Work
I’m continuing doing Gecko work, not much on the spec front. We had to patch release, doing 92.0.1, which is always a bit stressful, because some Linux users didn’t have audio, despite having no warning signs of anything going wrong in the CI and about 8 weeks of Nightly and Beta.
I’ve been helping in a couple of areas related to performance and measurements
of memory copies, and making a test pass with the upcoming update of the
webrtc.org
codebase vendored in Firefox, which is an enormous library used to
implement some bits of code necessary for various WebRTC specs. Expect much
better call quality soon in any case.
The Web Codecs specification editors are giving two (remote) talks about this
new specification, and one of the talk will feature a crude re-implementation
of the <video>
element: take an mp4 file, decode the video and audio, paint
the video frames to a canvas (after having been decoded in hardware, the frames
reside in graphics memory and are painted directly), and play the audio out
using an AudioWorkletNode
, pushing the sample via a wait-free ring
buffer that I wrote a couple of years
ago or so, keeping A/V in sync, with play/pause, volume changes, etc.

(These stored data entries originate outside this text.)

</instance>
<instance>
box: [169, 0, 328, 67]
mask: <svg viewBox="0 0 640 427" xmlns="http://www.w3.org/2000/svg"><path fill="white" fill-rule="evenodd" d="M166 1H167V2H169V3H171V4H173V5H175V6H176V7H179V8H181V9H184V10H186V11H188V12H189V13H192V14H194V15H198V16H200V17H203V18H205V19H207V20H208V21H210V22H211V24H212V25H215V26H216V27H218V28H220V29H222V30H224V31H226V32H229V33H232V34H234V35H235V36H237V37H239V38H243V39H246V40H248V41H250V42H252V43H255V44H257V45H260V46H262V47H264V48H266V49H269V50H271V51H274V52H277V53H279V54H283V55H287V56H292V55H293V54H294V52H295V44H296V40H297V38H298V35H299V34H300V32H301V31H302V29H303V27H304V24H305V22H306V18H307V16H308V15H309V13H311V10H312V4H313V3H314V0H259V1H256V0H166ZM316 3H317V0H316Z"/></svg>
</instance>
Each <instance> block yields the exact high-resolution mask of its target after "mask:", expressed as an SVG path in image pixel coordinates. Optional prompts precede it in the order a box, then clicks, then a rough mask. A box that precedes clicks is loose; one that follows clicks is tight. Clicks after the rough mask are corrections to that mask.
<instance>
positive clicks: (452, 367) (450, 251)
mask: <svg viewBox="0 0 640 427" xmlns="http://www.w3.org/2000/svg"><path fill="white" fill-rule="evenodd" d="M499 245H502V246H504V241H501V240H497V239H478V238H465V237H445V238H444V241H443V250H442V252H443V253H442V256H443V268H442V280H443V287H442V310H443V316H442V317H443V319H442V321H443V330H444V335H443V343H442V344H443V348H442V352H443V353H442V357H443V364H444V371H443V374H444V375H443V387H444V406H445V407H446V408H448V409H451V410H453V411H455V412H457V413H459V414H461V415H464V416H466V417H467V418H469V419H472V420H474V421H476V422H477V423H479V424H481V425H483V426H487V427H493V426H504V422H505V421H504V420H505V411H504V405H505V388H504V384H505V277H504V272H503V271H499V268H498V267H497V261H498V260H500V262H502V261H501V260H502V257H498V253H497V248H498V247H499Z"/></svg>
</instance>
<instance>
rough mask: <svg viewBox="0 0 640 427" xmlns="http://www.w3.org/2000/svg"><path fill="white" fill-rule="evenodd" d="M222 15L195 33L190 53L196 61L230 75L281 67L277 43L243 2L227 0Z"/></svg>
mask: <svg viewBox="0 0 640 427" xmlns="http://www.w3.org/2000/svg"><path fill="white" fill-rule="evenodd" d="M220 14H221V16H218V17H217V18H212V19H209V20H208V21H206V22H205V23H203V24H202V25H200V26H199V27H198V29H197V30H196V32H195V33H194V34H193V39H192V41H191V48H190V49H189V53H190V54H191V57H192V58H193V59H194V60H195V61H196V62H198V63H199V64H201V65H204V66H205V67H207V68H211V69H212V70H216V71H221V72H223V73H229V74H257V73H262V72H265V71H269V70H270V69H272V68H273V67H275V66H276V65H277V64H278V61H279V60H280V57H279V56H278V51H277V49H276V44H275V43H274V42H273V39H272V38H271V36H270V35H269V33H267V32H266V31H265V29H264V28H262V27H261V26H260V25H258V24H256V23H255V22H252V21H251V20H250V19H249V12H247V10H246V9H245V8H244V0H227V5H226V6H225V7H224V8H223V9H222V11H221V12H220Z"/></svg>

It was very easy to write something performant and the code doesn’t look bad at all, which tell us we did something right when designing the API.
It was also fun to develop a website in Chrome for once (because Firefox doesn’t have a Web Codecs implementation yet).
Personal
I’m really deep into the design of my third module, and the whole thing is starting to look clearer, in terms of form and function. I had somewhat already decided what this module would do, but I ended up changing a few things.
This project, unlike the previous modules, has a fairly big software components, clocking in at around 8k SLOC, and I want to be able to change the software after having built the hardware, so I’m making the hardware configurable as well, with trim-pots and components a bit more capable than they need to initially be. This is all very new to me, and it takes me ages to do the simplest thing.
I’m soon going to have to dust off the various rust crates I’ve written specifically for this module, and I’ll see how easy it will be to port a few thousand lines of Rust code from version 1.31 (december 2018) to today’s ~1.56.
In parallel, I’ve been continuing my exploration of the modulary synthesizer world, making unremarkable tunes and sounds. I got to plug an 5-strings electric violin into it though, that was fun.